Make Sure Your Lead Forms Are Still Tracking
Has this ever happened to you? You login to prepare the monthly report for your boss only to find out someone has changed your lead form? Crap. Now you’ve lost a couple weeks worth of lead data. Now you’re going to have a hard time proving the effectiveness of your marketing campaigns. Now you’re going to have an unclear or inflated ROI number!
This has happened to me many times.
- One time a client forgot to tell me that they were creating a new web form.
- One time a CEO, in an attempt to clean-up data, added a filter to Google Analytics that excluded all traffic.
- Someone updated a WordPress plugin which changed a lead form, removing its ability to track.
There were probably more, traumatic incidents that I’ve purged from my mind.
Of course, what’s worse is when you later find out you weren’t receiving any leads at all.
This is why I look at the following things in Google Analytics each week:
- How many times, over the last week, a lead form (goal) was completed.
- How many visitors (sessions), over the last week, came to my website.
- The proportion of visitors to my website, from each Channel/Medium.
This tells me a lot of information:
First of all I compare the number of leads and the number of visitors. If there are no leads but visitors, I might have a problem with my form. It’s worth submitting a test of the form, and making sure it works. I’d also confirm that the way I’m tracking the form, as a goal, hasn’t changed- by reviewing the Goal in the Admin. If the form is working and the goal has remained unchanged, it might just be a bad week (a week’s time scale is a short amount of time, for low-traffic websites) or seasonal (for instance, weeks of national holidays are always slow. Even if nothing is technically wrong with the site, this might be worth some time to investigate.

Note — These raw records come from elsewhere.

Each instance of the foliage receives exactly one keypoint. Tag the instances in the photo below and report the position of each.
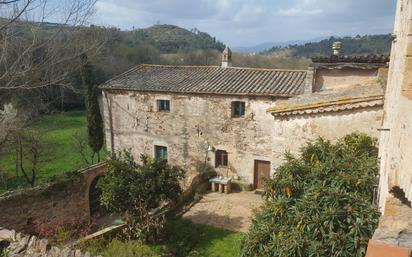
(319, 204)
(93, 114)
(62, 157)
(183, 238)
(359, 45)
(61, 234)
(4, 253)
(140, 192)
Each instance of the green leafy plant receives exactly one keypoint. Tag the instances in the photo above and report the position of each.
(141, 193)
(319, 204)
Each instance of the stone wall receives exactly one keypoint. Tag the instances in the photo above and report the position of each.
(65, 201)
(19, 245)
(291, 132)
(194, 122)
(396, 136)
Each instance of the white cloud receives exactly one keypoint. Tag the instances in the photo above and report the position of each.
(298, 11)
(241, 22)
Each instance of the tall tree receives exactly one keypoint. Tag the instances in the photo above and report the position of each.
(94, 117)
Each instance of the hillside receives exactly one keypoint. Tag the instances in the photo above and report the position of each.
(359, 45)
(171, 38)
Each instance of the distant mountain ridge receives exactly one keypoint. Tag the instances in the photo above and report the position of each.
(268, 45)
(359, 45)
(171, 38)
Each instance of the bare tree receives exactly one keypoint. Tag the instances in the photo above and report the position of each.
(82, 147)
(35, 53)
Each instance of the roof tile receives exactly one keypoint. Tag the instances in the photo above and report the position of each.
(210, 79)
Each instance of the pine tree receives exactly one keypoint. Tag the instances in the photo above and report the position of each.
(94, 117)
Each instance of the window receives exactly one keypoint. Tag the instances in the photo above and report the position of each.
(238, 109)
(161, 152)
(221, 158)
(163, 105)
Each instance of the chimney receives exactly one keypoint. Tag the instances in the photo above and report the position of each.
(226, 58)
(337, 46)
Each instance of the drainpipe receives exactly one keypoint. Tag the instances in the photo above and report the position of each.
(109, 111)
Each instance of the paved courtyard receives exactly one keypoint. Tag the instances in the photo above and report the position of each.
(230, 211)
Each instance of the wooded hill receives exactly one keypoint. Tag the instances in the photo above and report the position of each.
(171, 38)
(359, 45)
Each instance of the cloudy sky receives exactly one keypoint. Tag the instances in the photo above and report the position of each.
(250, 22)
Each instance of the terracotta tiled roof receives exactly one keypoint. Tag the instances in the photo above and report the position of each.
(331, 101)
(383, 59)
(210, 80)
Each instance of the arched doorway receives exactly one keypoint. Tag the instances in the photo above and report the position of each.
(94, 199)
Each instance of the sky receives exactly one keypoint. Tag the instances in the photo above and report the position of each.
(251, 22)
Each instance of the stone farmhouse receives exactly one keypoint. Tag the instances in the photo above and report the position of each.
(240, 120)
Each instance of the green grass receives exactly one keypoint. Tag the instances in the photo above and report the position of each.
(183, 239)
(60, 155)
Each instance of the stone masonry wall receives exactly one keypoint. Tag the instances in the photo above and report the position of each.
(193, 123)
(198, 121)
(60, 203)
(396, 138)
(19, 245)
(291, 133)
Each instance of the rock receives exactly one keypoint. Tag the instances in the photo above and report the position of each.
(405, 239)
(32, 241)
(43, 246)
(31, 246)
(6, 234)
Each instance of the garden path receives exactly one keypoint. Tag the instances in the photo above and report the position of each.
(229, 211)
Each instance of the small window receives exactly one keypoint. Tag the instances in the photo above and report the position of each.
(163, 105)
(161, 152)
(238, 109)
(221, 158)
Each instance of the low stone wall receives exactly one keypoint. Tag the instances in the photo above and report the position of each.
(19, 245)
(63, 202)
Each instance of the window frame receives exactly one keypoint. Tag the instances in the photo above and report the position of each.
(162, 152)
(221, 158)
(242, 109)
(161, 107)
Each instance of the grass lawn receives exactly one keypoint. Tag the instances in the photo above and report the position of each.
(184, 239)
(60, 154)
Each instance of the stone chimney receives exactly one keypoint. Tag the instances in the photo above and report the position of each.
(226, 58)
(336, 47)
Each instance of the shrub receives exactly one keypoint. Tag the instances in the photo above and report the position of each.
(116, 247)
(140, 193)
(319, 204)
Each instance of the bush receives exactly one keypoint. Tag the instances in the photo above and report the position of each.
(119, 248)
(319, 204)
(140, 193)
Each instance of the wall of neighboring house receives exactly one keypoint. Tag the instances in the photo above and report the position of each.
(291, 132)
(193, 123)
(396, 139)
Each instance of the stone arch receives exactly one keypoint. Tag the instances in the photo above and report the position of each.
(91, 177)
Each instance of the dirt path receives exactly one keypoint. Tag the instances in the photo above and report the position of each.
(230, 211)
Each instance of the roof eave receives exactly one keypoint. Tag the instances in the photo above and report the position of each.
(276, 111)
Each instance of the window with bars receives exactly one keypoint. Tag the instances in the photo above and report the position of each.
(238, 109)
(221, 159)
(163, 105)
(161, 152)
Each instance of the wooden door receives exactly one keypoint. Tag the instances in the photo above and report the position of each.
(262, 172)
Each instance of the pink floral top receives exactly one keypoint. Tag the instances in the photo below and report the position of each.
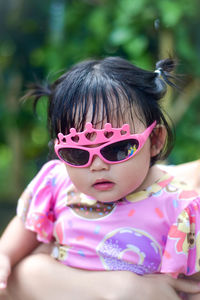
(155, 230)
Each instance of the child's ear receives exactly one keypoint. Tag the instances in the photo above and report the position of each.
(158, 138)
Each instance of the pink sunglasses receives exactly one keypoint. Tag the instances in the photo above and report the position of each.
(117, 144)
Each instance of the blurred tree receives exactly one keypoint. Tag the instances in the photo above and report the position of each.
(38, 39)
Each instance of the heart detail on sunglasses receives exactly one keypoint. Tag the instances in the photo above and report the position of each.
(118, 148)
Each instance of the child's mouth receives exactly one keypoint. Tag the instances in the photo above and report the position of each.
(103, 185)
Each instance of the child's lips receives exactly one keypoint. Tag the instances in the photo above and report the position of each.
(103, 185)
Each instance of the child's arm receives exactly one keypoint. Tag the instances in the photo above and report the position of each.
(15, 243)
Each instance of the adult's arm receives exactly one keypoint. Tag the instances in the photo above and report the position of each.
(40, 277)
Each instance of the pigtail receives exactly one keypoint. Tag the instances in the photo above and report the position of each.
(163, 71)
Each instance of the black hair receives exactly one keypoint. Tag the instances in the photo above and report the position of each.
(110, 87)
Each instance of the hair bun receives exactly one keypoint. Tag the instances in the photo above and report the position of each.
(167, 65)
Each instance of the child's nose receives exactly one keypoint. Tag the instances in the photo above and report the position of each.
(98, 164)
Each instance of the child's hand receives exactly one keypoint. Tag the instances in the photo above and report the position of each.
(5, 270)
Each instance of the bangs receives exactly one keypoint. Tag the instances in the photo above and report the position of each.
(97, 100)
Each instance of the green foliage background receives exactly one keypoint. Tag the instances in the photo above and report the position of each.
(41, 39)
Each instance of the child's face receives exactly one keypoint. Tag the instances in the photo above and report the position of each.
(110, 182)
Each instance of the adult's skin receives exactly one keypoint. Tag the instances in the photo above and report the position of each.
(40, 277)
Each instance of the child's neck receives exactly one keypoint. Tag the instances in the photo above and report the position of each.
(152, 177)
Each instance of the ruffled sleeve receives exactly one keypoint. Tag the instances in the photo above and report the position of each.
(182, 251)
(35, 206)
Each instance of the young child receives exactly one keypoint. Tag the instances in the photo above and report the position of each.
(105, 203)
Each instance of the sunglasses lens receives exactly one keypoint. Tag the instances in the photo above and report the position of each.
(73, 156)
(120, 150)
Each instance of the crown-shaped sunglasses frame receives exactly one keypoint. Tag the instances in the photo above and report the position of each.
(100, 137)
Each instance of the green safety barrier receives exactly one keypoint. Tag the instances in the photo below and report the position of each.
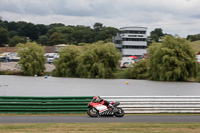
(20, 104)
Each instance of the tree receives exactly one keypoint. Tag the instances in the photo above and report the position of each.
(29, 30)
(172, 60)
(3, 36)
(17, 39)
(43, 40)
(138, 71)
(57, 38)
(98, 60)
(67, 63)
(32, 60)
(97, 26)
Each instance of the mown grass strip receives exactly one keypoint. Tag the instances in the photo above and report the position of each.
(102, 127)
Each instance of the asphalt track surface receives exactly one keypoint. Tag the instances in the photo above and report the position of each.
(87, 119)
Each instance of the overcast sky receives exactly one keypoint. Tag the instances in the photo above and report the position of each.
(180, 17)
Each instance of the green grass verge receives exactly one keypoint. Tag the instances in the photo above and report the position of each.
(101, 128)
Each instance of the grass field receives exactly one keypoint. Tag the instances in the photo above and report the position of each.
(101, 128)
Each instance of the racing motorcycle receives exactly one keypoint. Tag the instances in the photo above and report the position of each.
(97, 109)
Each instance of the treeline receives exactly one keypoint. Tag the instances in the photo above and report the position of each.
(12, 33)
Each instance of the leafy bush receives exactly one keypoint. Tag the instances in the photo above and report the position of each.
(98, 60)
(67, 64)
(172, 60)
(32, 60)
(138, 70)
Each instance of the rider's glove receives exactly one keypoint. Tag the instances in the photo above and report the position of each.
(110, 105)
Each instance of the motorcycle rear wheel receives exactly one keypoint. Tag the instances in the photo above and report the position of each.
(119, 113)
(92, 112)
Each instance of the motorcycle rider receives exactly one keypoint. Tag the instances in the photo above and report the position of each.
(99, 100)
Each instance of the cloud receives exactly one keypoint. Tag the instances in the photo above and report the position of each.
(116, 13)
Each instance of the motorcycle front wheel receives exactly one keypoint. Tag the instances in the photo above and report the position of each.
(119, 113)
(92, 112)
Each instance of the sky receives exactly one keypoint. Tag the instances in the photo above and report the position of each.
(181, 17)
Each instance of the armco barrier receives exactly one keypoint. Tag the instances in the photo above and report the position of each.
(157, 104)
(72, 104)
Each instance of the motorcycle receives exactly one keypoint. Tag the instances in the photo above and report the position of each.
(97, 109)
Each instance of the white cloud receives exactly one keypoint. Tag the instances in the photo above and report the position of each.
(169, 15)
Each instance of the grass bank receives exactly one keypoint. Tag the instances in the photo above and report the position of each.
(102, 127)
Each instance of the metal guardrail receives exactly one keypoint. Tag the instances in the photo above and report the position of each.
(73, 104)
(157, 104)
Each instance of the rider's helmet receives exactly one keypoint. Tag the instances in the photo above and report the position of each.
(96, 99)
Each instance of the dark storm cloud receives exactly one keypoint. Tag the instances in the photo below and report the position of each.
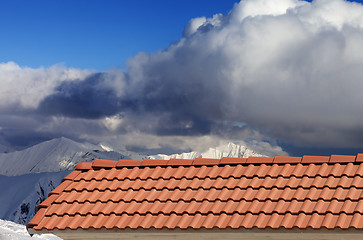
(277, 69)
(88, 98)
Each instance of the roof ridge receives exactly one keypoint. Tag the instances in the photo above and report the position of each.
(306, 159)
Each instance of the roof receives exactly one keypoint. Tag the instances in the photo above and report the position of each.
(310, 192)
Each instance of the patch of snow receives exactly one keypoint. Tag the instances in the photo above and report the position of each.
(52, 156)
(228, 150)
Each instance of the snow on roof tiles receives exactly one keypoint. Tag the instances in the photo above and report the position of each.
(276, 193)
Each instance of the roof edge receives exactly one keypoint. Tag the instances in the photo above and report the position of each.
(333, 159)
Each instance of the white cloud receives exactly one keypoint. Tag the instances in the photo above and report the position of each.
(291, 70)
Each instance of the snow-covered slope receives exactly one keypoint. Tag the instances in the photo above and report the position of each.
(52, 156)
(5, 149)
(228, 150)
(21, 194)
(14, 231)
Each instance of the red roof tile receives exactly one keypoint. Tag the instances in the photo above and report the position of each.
(276, 193)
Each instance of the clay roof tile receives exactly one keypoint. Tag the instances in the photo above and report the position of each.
(258, 192)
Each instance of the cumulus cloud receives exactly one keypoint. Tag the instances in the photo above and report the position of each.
(287, 71)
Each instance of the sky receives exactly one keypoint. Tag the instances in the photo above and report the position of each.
(283, 77)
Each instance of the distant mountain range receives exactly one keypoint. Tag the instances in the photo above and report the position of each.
(27, 176)
(52, 156)
(227, 150)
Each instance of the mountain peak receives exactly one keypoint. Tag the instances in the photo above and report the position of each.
(226, 150)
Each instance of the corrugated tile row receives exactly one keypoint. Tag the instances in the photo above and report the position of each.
(205, 207)
(198, 221)
(212, 194)
(226, 171)
(101, 163)
(217, 183)
(281, 192)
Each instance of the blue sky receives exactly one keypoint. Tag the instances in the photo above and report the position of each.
(271, 74)
(93, 34)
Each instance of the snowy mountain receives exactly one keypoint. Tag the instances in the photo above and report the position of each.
(5, 149)
(14, 231)
(52, 156)
(21, 194)
(227, 150)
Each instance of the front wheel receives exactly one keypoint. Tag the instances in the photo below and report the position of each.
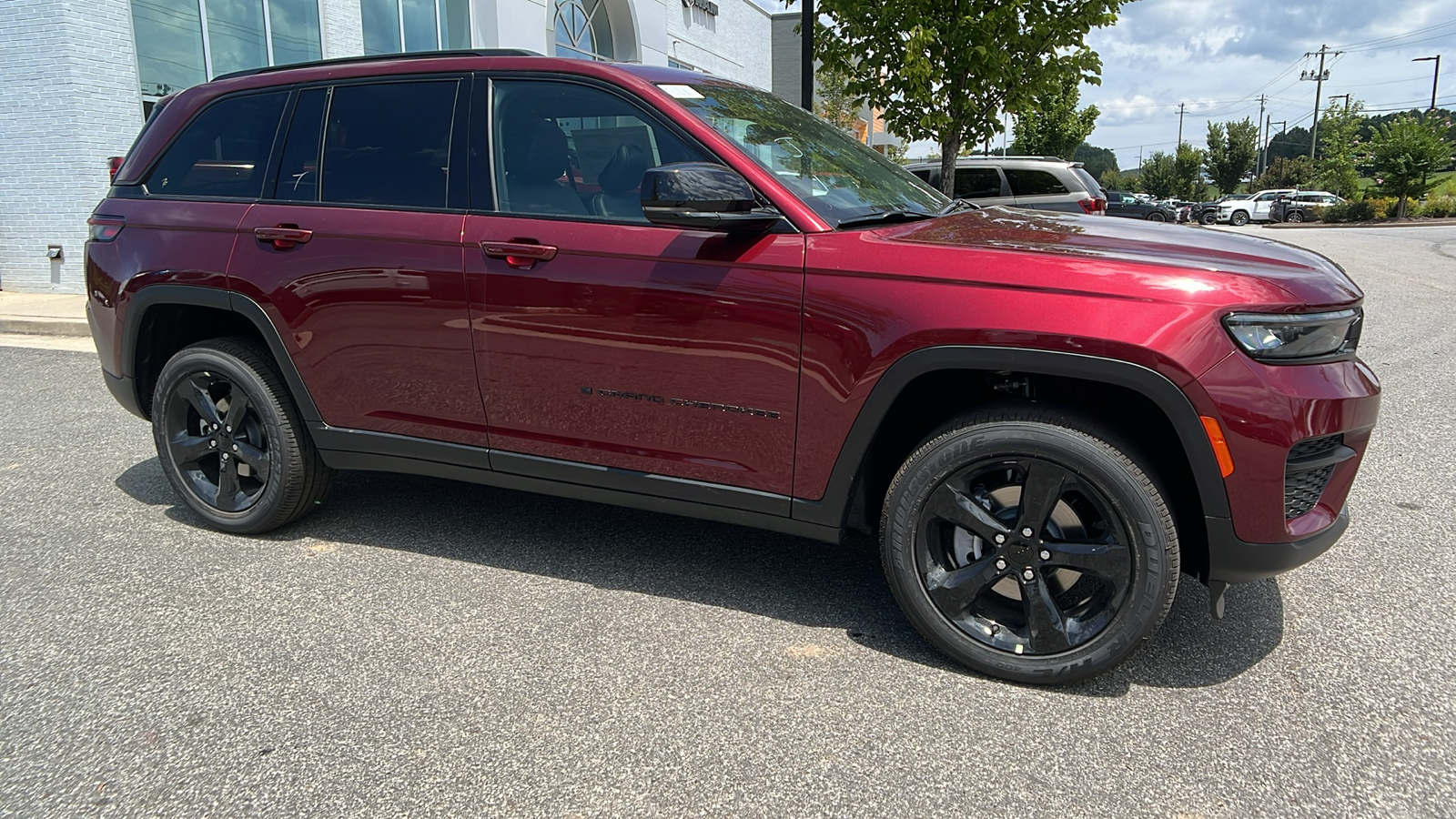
(1026, 545)
(232, 440)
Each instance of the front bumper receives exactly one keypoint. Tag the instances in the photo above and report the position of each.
(1232, 560)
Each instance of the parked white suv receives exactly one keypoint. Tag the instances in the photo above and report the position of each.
(1257, 208)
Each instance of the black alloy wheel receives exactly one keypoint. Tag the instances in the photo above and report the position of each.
(230, 440)
(1026, 548)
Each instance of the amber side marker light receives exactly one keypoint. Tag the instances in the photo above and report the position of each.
(1220, 448)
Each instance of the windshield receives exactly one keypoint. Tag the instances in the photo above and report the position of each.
(834, 174)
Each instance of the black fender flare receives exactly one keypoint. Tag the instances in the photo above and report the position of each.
(834, 509)
(213, 298)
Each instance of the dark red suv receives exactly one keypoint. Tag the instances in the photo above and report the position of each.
(657, 288)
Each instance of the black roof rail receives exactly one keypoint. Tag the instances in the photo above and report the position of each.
(375, 57)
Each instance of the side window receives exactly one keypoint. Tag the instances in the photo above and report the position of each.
(565, 149)
(298, 172)
(223, 152)
(1026, 182)
(977, 182)
(389, 145)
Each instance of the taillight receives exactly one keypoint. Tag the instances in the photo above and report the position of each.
(106, 228)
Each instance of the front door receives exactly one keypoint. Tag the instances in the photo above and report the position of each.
(604, 339)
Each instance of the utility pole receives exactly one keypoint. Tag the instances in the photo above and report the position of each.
(807, 56)
(1433, 79)
(1320, 86)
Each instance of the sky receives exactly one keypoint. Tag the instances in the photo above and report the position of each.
(1219, 56)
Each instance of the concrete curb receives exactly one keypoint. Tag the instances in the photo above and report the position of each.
(33, 325)
(1410, 223)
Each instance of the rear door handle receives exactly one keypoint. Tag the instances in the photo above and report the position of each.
(521, 254)
(283, 237)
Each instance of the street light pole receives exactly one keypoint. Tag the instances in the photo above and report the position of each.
(1436, 77)
(807, 56)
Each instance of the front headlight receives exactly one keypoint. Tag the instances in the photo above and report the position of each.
(1293, 337)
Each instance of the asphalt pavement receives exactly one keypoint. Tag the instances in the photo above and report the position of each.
(431, 649)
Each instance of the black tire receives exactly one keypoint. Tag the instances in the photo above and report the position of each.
(1103, 560)
(244, 468)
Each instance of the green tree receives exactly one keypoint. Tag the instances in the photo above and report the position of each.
(944, 69)
(832, 98)
(1159, 174)
(1097, 159)
(1407, 152)
(1341, 150)
(1053, 126)
(1232, 150)
(1188, 172)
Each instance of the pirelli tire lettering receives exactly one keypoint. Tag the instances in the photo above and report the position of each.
(713, 405)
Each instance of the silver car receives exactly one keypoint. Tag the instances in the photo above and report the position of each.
(1043, 182)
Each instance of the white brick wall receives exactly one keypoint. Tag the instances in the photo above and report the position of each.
(69, 98)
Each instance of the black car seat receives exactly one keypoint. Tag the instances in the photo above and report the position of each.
(535, 160)
(619, 182)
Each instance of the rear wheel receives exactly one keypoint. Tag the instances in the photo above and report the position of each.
(230, 439)
(1026, 547)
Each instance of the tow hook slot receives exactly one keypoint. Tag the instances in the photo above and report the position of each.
(1216, 589)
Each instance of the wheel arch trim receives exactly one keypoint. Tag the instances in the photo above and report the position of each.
(217, 299)
(837, 497)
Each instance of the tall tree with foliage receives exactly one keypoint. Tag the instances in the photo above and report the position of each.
(1053, 126)
(1341, 149)
(1407, 152)
(1232, 150)
(944, 69)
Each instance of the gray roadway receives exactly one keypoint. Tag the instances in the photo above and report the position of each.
(430, 649)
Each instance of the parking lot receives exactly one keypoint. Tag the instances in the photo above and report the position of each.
(433, 649)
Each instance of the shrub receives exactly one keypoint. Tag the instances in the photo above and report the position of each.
(1359, 210)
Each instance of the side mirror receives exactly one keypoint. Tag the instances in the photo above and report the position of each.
(703, 196)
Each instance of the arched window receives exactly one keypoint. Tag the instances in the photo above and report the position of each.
(582, 29)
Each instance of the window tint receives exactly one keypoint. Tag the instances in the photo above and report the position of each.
(575, 150)
(225, 150)
(977, 182)
(389, 145)
(298, 172)
(1033, 182)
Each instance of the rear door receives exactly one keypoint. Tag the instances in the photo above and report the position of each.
(356, 256)
(604, 339)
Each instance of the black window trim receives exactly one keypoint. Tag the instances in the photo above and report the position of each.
(172, 140)
(456, 138)
(650, 114)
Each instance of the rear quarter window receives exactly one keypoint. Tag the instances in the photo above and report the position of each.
(1026, 182)
(223, 153)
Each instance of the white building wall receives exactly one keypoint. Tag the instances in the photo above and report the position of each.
(69, 98)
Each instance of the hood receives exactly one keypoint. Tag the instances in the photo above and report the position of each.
(1309, 278)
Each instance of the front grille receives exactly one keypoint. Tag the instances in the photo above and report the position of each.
(1303, 487)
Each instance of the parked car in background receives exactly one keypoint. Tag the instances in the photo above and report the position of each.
(1208, 213)
(1128, 206)
(1043, 182)
(1254, 208)
(1299, 206)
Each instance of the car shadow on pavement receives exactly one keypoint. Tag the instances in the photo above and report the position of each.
(779, 576)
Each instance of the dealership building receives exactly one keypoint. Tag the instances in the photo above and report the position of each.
(76, 79)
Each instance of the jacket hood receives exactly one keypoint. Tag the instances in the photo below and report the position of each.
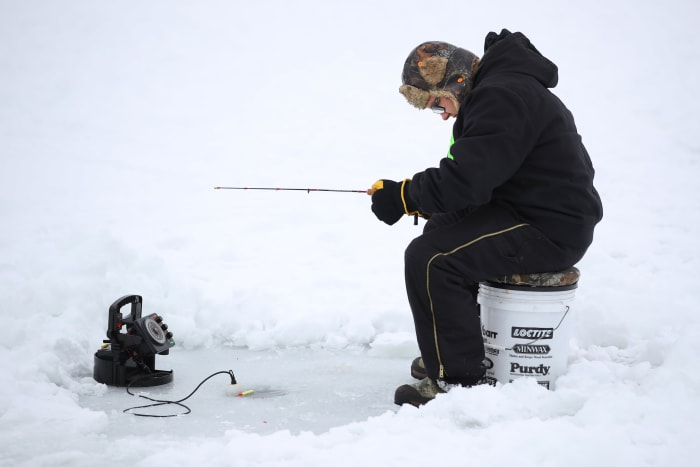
(514, 53)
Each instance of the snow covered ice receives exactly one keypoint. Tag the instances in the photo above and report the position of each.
(118, 118)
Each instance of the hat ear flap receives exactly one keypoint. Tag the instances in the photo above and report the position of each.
(416, 97)
(432, 69)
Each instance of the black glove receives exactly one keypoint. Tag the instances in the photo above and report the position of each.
(390, 201)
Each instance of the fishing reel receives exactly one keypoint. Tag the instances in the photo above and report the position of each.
(127, 358)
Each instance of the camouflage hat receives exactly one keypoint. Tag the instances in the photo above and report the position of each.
(437, 69)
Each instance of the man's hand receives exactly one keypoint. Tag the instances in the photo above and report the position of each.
(390, 200)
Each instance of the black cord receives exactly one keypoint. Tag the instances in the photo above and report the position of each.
(158, 402)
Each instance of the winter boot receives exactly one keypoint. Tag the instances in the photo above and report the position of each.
(418, 368)
(418, 393)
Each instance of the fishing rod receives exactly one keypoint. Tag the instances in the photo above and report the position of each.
(308, 190)
(370, 192)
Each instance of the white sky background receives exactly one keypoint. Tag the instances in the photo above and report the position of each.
(118, 118)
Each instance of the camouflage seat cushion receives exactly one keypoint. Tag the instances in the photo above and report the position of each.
(564, 278)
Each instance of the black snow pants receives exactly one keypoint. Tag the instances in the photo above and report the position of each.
(443, 269)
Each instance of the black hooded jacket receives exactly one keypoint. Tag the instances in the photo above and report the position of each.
(516, 144)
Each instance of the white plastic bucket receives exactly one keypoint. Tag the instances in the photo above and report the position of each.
(526, 331)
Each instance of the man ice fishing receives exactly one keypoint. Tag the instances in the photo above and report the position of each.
(514, 194)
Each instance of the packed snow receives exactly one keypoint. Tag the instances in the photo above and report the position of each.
(117, 119)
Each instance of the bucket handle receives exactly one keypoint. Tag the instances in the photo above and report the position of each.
(532, 341)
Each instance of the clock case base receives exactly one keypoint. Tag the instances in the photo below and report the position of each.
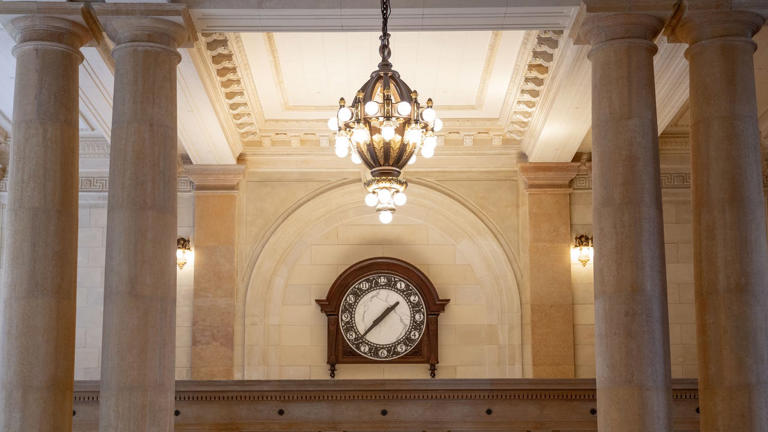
(339, 351)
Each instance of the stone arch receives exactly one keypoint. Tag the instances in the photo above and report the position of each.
(492, 259)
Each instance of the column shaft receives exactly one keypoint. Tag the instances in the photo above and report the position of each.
(38, 288)
(729, 232)
(631, 317)
(138, 349)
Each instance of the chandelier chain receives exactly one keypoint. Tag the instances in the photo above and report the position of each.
(384, 49)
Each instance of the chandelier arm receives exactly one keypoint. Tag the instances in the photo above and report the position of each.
(384, 49)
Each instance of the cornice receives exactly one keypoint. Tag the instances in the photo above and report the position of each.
(100, 184)
(314, 16)
(226, 68)
(548, 176)
(215, 177)
(538, 65)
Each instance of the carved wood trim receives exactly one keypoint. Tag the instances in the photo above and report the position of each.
(361, 390)
(425, 351)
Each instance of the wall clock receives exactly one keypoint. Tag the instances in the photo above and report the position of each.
(382, 310)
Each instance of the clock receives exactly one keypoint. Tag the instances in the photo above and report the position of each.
(382, 316)
(382, 310)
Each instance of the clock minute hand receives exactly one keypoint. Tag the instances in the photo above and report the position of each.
(380, 318)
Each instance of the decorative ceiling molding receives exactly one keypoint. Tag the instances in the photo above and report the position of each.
(100, 184)
(228, 73)
(539, 63)
(314, 16)
(482, 90)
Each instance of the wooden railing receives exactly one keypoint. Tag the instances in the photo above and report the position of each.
(533, 405)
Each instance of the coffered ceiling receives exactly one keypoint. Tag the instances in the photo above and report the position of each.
(302, 75)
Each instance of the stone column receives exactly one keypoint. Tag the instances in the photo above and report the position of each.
(138, 348)
(631, 323)
(215, 241)
(549, 270)
(730, 251)
(38, 287)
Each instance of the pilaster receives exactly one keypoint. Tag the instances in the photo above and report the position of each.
(549, 268)
(215, 291)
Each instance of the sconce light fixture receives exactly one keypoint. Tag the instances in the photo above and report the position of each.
(582, 250)
(183, 251)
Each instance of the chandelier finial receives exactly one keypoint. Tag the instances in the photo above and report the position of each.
(384, 51)
(384, 128)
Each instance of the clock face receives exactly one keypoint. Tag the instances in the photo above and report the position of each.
(382, 316)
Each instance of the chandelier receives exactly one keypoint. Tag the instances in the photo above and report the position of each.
(384, 128)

If I have no leads and lower traffic, then something might have gone wrong with a particular type of traffic. This is where I look at the proportion of traffic by Channel/Medium. If one of the kinds of traffic was down, could it have contributed to the loss of leads? Why did traffic like that go down? Did your credit card on file with Adwords expire? Do you have a manual penalty notification in Google Search Console? If traffic seems down across all channels, was the website up the entire week or did the IT department forget to tell you they were taking it down for maintenance, again? Perhaps you should setup a website monitoring service, like Pingdom?
If I have no leads and no traffic, something has gone terribly wrong. Don’t panic; investigate. Is the website live? That’s easy to check but don’t just rely on your own browser- use isitdownforeveryoneorjustme.com. Is the Google Analytics script on every page? Pull out your version of Screaming Frog and check.
If you check these things on a weekly basis, you can catch errors early. Heck, take a moment and setup a dashboard that gets mailed to you, each week, with this data. I’ve created an SEO dashboard that reports all this (and more) if that helps you.